Starr realized she was looking at a very old woman and lowered her weapon. There wasn’t a threat. Not now, never had been.
Until this moment, she hadn’t really thought she was a danger to anyone other than herself. Well, and that one guy she gunned down in Chicago. And probably her daughter.
Shut up, she told herself. The room went still. The only sound was a gale that swept over the prairie, persistently trying to buffet the trailer onto its side. She could feel the sway as if she were on a dinghy in Lake Michigan, right off Lake Shore Drive, cold spray stinging her face and icicles forming on her hair. It had been shorter then; she couldn’t remember the last time she’d had a haircut. There were a lot of things she’d stopped doing after she was suspended.

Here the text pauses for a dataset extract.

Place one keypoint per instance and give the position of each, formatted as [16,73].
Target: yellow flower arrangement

“What is wrong with you? This is Lucy Cloud, my mother-in-law. Didn’t you wonder why I was whispering? She was sleeping.”
The fury in Odeina’s voice brought Starr back to the present like an ice bath. There hadn’t been a buzzing in her head after all; it had just been Odeina speaking low.
“Grandmother,” Starr said. It was one of the few things she knew about this place from her father, that this was the respectful way to address a tribal elder. Even though he had never returned to his extended family, her father had carried that reverence with him the rest of his life.
Starr tried to slow her breathing. She hid the trembling of her hands by returning her sidearm to its holster and hooking each thumb into a side of her service belt. Fucking adrenaline, Starr thought.
“Right,” she said, all business. “Anybody else in here?”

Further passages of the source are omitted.